The only way to write lock-free programs is to use atomic instructions. These follow all the 'ACID' semantics. We also need to think carefully about the thread interactions.  
Below is a implementation of a simple lock-free queue. It can be accessed by only 2 threads, a producer thread inserts elements into it and a consumer thread that removes elements from it. The code is designed in such a way that the two threads always work on different parts of the queue. The queue uses 2 pointers(iterators), head and tail.

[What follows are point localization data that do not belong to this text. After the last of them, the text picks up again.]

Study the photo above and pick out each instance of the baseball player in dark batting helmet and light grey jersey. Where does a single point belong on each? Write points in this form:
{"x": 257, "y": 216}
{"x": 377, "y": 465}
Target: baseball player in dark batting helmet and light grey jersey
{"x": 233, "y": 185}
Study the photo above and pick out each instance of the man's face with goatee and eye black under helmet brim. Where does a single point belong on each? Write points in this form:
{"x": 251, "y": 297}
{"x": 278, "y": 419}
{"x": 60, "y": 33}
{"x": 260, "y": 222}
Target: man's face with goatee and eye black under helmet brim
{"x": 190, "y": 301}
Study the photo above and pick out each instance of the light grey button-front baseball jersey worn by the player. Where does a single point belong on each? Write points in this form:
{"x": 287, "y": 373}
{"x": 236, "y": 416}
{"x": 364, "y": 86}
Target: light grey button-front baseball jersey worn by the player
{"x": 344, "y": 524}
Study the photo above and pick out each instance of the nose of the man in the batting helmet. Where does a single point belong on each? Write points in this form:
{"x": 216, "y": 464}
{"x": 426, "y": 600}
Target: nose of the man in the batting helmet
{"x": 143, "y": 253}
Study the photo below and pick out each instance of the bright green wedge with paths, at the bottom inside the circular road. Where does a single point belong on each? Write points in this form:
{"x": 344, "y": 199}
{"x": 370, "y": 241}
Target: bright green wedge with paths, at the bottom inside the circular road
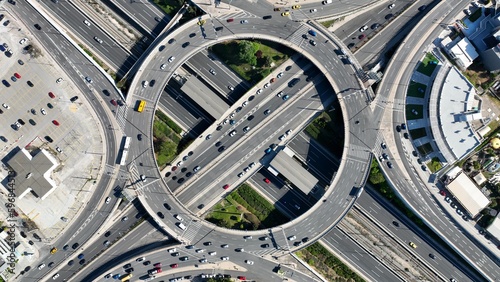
{"x": 245, "y": 209}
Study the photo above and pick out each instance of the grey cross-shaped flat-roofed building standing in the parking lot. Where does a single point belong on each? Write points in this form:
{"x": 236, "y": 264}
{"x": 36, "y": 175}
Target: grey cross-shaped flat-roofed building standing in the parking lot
{"x": 33, "y": 173}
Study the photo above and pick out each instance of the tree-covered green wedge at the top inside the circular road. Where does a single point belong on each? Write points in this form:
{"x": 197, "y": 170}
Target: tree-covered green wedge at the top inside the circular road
{"x": 228, "y": 52}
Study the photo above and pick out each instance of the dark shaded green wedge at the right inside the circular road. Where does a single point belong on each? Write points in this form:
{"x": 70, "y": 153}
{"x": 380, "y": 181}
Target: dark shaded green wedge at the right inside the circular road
{"x": 328, "y": 130}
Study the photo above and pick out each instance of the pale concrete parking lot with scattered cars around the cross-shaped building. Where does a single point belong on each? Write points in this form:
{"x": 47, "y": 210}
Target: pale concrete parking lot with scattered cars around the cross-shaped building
{"x": 56, "y": 122}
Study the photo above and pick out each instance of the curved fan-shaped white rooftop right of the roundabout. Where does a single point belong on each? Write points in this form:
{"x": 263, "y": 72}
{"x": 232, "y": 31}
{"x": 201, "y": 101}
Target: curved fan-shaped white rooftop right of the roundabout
{"x": 455, "y": 102}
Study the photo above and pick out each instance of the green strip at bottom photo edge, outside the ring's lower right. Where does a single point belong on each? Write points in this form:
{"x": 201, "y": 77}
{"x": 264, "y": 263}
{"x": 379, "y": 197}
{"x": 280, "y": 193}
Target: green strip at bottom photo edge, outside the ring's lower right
{"x": 327, "y": 264}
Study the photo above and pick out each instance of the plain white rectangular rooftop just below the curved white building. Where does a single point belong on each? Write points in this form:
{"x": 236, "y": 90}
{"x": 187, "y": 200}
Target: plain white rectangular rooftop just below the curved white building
{"x": 468, "y": 194}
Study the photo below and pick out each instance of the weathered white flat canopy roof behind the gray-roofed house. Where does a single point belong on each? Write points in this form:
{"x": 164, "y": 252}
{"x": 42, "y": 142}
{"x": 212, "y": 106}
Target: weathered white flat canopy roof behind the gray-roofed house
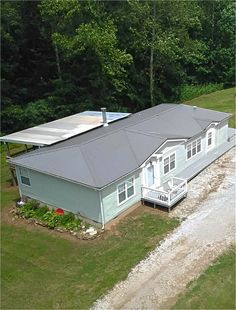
{"x": 61, "y": 129}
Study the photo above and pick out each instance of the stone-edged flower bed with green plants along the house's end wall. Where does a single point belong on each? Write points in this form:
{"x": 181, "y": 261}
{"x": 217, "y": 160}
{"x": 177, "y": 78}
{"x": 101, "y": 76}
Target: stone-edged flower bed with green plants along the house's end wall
{"x": 55, "y": 219}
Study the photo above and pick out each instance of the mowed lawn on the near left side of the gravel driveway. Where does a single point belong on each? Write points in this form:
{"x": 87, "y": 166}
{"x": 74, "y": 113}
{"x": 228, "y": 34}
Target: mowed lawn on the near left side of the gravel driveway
{"x": 39, "y": 270}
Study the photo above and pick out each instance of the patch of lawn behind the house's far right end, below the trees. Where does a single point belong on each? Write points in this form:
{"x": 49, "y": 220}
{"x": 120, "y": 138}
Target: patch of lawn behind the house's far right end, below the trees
{"x": 223, "y": 100}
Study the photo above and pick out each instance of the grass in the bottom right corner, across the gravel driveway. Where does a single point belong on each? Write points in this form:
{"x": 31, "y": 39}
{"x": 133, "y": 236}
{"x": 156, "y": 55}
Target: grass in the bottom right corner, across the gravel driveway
{"x": 214, "y": 289}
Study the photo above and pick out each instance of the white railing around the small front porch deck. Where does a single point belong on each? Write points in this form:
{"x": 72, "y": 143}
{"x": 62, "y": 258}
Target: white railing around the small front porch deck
{"x": 167, "y": 194}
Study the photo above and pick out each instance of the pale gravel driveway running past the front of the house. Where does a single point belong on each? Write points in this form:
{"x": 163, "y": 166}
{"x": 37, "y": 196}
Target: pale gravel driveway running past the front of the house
{"x": 206, "y": 231}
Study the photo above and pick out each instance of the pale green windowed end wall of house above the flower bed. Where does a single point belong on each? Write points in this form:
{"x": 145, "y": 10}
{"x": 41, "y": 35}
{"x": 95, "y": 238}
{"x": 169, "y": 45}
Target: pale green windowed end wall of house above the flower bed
{"x": 62, "y": 194}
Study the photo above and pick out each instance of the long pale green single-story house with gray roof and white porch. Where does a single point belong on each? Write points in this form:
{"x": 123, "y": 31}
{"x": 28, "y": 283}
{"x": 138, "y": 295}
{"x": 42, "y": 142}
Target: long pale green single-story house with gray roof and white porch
{"x": 147, "y": 156}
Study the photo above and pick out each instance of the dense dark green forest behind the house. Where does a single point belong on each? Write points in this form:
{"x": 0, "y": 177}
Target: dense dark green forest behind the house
{"x": 61, "y": 57}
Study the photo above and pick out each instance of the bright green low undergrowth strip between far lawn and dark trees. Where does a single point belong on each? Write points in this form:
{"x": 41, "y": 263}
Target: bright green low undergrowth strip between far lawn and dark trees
{"x": 188, "y": 92}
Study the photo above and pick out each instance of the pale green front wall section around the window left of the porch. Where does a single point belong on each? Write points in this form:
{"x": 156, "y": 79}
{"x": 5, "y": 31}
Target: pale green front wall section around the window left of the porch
{"x": 110, "y": 197}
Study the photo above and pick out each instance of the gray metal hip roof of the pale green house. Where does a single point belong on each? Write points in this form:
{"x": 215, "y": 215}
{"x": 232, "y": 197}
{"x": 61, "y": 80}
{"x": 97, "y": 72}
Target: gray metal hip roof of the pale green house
{"x": 101, "y": 156}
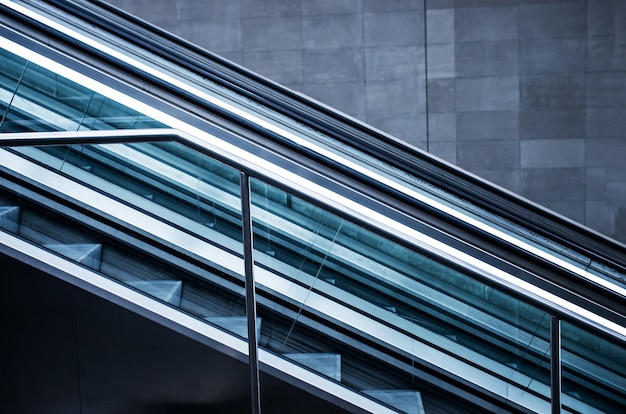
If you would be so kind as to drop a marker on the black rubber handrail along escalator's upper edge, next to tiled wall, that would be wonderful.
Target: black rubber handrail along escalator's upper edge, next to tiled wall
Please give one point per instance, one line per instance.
(351, 132)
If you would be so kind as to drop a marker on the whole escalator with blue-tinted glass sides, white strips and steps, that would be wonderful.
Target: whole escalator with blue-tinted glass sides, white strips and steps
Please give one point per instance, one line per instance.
(374, 287)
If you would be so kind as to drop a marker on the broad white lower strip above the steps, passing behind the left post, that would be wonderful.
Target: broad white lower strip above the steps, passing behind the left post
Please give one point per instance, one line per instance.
(331, 309)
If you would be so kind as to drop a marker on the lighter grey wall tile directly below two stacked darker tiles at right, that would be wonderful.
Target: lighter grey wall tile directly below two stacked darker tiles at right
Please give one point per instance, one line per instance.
(553, 153)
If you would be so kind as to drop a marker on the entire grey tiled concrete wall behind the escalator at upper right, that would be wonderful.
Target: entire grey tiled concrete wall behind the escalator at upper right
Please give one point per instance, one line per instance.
(529, 94)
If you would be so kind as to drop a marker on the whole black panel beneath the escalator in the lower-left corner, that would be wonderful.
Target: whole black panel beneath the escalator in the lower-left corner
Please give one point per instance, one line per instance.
(65, 350)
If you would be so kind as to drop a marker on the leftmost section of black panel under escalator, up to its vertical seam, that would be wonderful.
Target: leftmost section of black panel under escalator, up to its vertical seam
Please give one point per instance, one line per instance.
(38, 350)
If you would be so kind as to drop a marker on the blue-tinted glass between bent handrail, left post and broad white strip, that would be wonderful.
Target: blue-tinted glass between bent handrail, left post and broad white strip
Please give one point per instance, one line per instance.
(175, 183)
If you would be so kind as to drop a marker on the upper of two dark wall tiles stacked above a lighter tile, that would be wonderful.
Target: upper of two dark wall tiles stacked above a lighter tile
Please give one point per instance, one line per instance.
(552, 91)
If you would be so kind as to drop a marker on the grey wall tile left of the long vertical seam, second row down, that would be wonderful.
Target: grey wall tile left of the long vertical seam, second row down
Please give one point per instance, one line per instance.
(393, 28)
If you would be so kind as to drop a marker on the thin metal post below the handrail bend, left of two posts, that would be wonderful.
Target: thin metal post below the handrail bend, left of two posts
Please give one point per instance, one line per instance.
(253, 346)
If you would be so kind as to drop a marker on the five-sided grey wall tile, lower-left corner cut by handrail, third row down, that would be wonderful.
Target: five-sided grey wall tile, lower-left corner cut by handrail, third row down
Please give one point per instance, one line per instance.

The consumer thread does not modify the queue, it removes an element by increamenting the head pointer. Producer inserts elements, increments tails pointer and erases the elements removed by the consumer. This means only the producer thread can modify the queue and the 2 threads can never overlap.
```
template <typename T>
class lock_free_queue
{
public:
    lock_free_queue()
    {
        m_list.push_back(T());     //Create a dummy element, this will help head and tail not to overlap
        m_head = list.begin();
        m_tail = list.end();
    }
    
    bool consume(T &t)
    {
        auto first = m_head;
        ++first;
        if(first != m_tail)
        {
            m_head = first;
            t = *m_head;
            return true;
        }
        return false;
    }
    
    void produce(const T& t)
    {
        m_list.push_back(t);
        m_tail = m_list.end();
        m_list.erase(list.begin(), m_head);    //Erase the elements which the consumer thread has marked for removal 
    }
    
private:
    std::list<T> m_list;
    std::list<T>::iterator m_head, m_tail;
};

int main()
{
    lock_free_queue<int> lfq;
    std::list<std::thread> threads;
    int j = 1;
    
    for(int i = 0; i < 10; ++i)
    {
        std::thread produce(&lock_free_queue<int>::produce, &lfq, std::ref(i));
        threads.push_back(produce);
        std::thread consume(&lock_free_queue<int>::consume, &lfq, std::ref(j));
        threads.push_back(consume);
    }
    
    for(std::thread &thr: threads)
    {
        thr.join();
    }
}
```
Still this will not give the desired results, even though the list is modified by only the producer thread,shared variables m_head and m_tail are used by both threads at the same time.